Unfortunately it was closed by the time we arrived. In the summer, the site closes at 3:00 PM due to the heat and the traditional time for a Spanish siesta.

We walked along the exterior medieval walls of the castle, taking a few pictures, and marveling at the structure from the outside. Inside was another statue with Christopher Columbus. This monument commemorates the first meeting here of Queen Isabel and King Ferdinand in 1486.

Christopher Columbus Monuments in Seville

Our final destination on this vacation through Andalucia was Seville. It was there that we met Rosa’s brother Paco, and his family. He spoke English and served as my personal tour guide in Seville. He is well versed in the culture and history of Spain and particularly so in the architecture.

That was most evident when we toured the Seville Cathedral, completed in the early 16th century. This cathedral is the largest Gothic cathedral and the 3rd largest church in the world. Unbeknownst to me, it also housed the burial site of Christopher Columbus. It was sort of a surprise at the end of the tour.
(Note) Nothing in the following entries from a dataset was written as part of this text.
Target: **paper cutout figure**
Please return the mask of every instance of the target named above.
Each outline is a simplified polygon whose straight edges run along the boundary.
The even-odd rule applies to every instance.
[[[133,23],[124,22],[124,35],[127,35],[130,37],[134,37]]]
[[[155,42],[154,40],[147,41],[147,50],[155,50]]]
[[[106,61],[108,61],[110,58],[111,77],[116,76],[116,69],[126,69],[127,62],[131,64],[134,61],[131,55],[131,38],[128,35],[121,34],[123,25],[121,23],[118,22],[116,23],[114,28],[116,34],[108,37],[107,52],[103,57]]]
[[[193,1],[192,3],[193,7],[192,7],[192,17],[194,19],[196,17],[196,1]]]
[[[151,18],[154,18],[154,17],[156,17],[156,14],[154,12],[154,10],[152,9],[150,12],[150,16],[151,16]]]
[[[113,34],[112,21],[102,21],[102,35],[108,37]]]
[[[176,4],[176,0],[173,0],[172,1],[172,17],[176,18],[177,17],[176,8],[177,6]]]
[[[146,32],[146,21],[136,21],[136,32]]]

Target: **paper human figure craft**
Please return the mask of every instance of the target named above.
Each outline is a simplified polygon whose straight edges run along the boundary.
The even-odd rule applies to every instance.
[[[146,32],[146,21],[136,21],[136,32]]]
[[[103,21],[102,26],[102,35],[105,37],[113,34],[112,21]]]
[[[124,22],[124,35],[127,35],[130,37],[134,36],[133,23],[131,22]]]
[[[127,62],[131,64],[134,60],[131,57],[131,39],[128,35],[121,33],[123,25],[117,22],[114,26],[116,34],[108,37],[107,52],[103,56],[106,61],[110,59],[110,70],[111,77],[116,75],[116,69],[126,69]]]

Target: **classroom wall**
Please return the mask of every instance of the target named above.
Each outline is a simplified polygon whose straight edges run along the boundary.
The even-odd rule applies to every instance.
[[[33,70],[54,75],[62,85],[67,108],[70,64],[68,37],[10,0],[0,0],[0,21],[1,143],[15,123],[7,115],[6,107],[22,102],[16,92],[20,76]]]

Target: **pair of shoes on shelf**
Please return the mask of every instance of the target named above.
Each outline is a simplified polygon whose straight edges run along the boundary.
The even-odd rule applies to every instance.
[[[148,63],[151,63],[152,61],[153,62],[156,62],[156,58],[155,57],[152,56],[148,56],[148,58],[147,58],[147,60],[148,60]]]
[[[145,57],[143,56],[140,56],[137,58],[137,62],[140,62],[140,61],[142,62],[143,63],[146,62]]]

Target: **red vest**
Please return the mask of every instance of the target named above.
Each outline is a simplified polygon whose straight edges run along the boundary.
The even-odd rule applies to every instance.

At the exit doors to the cathedral, Paco pointed out the tomb of Christopher Columbus. It was a grand monument—with the tomb being carried by four kings of Spain represented by kingdoms in Columbus’ lifetime, from Aragon, Castile, Leon, and Navarre. His remains took a circuitous route from Valladolid, Spain where he died, to the present day Dominican Republic, to Cuba, and now to their final resting place in Seville in 1898.

This partly explains why Paco told me that Columbus’ remains were only rumored to be in this tomb. Depending on who you believe, it does appear that at least some of his remains are buried there. DNA testing was done in 2006 to confirm it.

Seeing this monument with Columbus’ remains towering above the royal figures of Spain gave me much more insight and understanding about the place he played in this country’s culture and history. He was a hero and represented the dawn of wealth and power for this beautiful country.

An Ambassador for Spain

The burial site of Christopher Columbus was a fitting end to my Andalucía vacation and Spanish history lessons. There are many other monuments to Columbus in Spain. Someday I hope to return to Spain and see them—most notably in Barcelona or Valladolid, where he died.

As someone once told me, my travels to Spain have turned me into an American Ambassador for Spain. I still have dozens of ideas on posts I’d love to write about my travels and the sites and history of Spain.

In 2013, I saw it through the eyes of my Spanish hosts. In 2014, I saw it more through the eyes of religious history. I’m fascinated by it and am quick to tell people about Spain whenever I get a captive audience.

Date marker on Columbus monument in Madrid.

Date marker on Columbus monument in Madrid.